Quanto às diferenças de formato, acho que a principal delas é que a homenagem a Drummond será levada a todas as mesas da programação. Antes de cada debate, será lido um poema de Drummond, por um dos escritores convidados ou em áudio do próprio poeta nas gravações que ele fez para o disco “Antologia poética”, produzido em 1978 por Susana de Moraes. Além disso, a programação da Casa da Cultura inclui este ano vários escritores que estarão ou já estiveram na Tenda dos Autores, falando em mesas com delimitações mais específicas de tema.

2) Quais as dificuldades que surgem em assumir a curadoria de um festival que já está na 10ª edição e se tornou o evento mais importante de literatura no país?

É mais justo falar em facilidades do que em dificuldades. A importância que a festa assumiu e, principalmente, a relação de convidados que já passaram por lá nas nove edições anteriores ajudam muito na hora de fazer os convites, é claro.

3) Há algum nome que você gostaria muito que participasse do festival e que ainda não participou?

Sim, muitos, dos aparentemente impossíveis aos altamente improváveis, até outros que provavelmente estarão em Paraty nos próximos anos. Prefiro não citar nomes e deixar aqui o leitor bolar sua lista pessoal de nomes a convidar.

4) A cena literária brasileira é frequentemente acusada de ser dominada por compadrio e egos inflamados. Quais as dificuldades específicas que surgem na hora de escolher os nomes que representarão a literatura nacional na FLIP?

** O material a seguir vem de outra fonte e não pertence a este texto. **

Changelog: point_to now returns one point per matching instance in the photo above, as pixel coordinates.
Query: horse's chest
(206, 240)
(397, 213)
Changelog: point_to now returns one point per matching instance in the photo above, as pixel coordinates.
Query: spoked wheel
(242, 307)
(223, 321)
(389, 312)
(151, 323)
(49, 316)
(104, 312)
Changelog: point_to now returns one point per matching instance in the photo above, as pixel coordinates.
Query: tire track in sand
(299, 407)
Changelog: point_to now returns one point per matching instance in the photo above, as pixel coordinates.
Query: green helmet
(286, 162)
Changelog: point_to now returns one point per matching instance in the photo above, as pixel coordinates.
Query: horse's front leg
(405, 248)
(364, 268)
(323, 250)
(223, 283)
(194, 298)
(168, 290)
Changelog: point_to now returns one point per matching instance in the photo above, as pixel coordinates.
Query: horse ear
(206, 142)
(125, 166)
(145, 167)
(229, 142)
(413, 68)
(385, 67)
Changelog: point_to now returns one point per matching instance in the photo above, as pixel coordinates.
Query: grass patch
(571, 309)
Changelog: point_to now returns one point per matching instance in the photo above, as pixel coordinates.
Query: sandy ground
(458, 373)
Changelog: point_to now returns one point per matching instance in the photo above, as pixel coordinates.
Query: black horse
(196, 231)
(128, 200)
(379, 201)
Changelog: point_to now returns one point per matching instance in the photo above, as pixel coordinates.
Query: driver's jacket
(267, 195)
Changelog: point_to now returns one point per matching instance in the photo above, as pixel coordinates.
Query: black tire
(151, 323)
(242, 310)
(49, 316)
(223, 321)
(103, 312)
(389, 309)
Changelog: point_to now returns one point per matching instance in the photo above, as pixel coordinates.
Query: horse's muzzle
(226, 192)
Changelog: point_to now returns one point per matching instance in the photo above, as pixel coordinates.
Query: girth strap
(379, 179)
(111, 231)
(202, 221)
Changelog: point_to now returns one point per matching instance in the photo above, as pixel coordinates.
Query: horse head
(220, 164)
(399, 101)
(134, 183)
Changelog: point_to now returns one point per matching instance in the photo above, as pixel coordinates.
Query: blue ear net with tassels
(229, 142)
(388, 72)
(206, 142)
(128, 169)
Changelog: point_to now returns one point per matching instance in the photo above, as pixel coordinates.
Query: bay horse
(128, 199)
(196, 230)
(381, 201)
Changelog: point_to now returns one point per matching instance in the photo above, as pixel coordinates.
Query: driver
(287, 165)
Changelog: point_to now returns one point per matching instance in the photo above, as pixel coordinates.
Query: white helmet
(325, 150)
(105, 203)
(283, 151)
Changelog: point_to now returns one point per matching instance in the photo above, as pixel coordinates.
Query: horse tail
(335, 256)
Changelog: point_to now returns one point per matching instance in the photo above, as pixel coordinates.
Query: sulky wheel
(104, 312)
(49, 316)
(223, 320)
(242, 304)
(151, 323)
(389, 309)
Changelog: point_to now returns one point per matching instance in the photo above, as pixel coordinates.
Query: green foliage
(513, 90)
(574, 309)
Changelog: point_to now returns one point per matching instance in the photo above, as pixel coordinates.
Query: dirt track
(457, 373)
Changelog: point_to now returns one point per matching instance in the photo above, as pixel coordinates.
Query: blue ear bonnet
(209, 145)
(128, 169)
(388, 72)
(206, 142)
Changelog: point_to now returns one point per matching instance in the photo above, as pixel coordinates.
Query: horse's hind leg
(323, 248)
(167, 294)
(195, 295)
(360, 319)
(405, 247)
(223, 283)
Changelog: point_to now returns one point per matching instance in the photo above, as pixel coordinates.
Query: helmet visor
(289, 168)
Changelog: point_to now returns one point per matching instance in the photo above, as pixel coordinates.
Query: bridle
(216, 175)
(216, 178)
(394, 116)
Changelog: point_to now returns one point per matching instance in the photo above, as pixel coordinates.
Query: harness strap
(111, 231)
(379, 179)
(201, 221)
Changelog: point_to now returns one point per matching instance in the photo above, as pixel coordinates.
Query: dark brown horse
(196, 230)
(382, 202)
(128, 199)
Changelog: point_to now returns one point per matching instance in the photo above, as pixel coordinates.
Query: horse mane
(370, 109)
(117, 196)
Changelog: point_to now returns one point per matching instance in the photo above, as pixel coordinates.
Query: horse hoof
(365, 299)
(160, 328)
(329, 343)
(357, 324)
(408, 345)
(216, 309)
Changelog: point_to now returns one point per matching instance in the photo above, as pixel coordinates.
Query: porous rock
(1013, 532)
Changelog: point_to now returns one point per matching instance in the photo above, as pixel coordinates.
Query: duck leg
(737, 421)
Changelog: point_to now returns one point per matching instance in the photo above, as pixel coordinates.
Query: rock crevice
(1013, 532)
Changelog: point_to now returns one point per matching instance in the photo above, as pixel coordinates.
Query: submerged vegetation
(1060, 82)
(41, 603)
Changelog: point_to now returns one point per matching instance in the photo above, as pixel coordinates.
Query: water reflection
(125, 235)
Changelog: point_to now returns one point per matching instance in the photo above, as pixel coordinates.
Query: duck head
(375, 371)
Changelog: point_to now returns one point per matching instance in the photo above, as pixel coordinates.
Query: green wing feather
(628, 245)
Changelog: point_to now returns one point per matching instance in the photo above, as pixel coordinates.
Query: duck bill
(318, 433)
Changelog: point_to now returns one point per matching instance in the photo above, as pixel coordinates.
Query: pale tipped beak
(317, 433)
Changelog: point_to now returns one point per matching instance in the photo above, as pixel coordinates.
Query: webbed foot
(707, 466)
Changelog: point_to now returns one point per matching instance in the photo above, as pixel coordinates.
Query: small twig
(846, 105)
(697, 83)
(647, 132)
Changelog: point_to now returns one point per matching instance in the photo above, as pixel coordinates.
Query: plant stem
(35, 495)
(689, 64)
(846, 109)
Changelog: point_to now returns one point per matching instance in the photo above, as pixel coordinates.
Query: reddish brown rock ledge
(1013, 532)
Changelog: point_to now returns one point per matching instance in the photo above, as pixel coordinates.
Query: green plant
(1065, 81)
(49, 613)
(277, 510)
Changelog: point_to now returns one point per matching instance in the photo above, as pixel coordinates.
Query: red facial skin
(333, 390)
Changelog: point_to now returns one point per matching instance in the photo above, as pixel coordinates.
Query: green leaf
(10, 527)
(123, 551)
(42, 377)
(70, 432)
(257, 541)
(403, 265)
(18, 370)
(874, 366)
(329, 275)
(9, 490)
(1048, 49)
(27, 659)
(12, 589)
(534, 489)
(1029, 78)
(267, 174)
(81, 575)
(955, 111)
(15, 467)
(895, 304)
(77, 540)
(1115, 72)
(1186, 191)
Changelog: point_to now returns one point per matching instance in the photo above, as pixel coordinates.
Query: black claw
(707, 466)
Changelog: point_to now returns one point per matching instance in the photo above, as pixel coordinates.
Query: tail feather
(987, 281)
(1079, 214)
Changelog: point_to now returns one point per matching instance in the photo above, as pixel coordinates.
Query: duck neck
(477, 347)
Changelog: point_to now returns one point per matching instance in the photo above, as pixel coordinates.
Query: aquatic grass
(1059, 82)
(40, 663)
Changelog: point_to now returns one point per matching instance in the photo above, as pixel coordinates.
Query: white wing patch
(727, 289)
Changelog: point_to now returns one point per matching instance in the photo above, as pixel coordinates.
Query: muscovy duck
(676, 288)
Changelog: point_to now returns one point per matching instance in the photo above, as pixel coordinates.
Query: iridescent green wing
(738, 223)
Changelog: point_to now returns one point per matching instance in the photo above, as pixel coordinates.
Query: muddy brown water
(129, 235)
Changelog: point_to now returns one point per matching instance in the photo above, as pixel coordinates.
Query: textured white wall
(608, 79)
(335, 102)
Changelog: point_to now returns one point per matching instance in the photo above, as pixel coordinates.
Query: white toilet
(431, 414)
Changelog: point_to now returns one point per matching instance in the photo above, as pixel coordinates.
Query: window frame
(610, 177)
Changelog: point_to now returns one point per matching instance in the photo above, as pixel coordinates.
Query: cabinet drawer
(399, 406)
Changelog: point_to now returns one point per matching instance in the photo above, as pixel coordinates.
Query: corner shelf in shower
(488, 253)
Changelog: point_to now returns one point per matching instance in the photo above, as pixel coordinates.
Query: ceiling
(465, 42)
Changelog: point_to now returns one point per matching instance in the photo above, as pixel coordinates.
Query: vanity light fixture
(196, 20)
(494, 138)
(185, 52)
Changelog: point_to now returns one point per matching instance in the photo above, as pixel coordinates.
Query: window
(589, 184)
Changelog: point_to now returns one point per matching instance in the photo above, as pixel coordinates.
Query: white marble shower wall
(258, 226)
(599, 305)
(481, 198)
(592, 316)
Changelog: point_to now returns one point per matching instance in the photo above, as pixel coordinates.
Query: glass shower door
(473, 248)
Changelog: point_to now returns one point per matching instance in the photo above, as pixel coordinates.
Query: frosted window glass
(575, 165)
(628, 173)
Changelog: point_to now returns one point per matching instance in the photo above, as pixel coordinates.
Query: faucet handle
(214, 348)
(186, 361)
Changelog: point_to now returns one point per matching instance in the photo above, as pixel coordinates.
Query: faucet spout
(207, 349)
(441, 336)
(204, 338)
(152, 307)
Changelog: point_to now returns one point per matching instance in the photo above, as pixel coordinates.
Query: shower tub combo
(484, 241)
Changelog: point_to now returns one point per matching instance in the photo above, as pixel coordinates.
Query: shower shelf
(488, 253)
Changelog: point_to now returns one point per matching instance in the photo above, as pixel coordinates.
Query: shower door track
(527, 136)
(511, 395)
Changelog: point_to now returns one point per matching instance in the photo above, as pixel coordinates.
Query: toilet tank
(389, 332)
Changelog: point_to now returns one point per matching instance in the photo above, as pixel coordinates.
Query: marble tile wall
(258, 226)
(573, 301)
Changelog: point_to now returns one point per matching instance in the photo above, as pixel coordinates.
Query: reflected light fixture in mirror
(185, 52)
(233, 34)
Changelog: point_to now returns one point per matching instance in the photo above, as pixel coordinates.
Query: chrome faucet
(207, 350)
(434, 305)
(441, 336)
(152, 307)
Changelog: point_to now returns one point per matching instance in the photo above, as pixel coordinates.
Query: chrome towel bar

Não há dificuldades específicas, embora naturalmente ser convidado para participar da Flip possa ser algo mais importante para um escritor brasileiro do que para um autor de outro país. Se algo distingue a cena literária brasileira de outras, não é o tamanho do ego de seus integrantes, mas o contexto específico que a constitui – o conjunto de seus espaços e práticas de produção, circulação e discussão de textos literários. A atenção recebida pela Flip é algo de fora do comum, quando se pensa em outros festivais literários internacionais ou mesmo na importância habitualmente atribuída à literatura em nosso país. Isso pode ter um efeito positivo de valorização da escrita e da leitura, mas também pode produzir uma expectativa desmedida em torno dos convites que são feitos. A multiplicação de festivais literários é importante, nesse sentido, porque contribui para distribuir de maneira menos episódica essa atenção, e terá tanto mais valor quanto mais puder aproximar-se da construção de uma rede de espaços públicos de discussão e avaliação da produção contemporânea, e não simplesmente de divulgação deste ou daquele autor.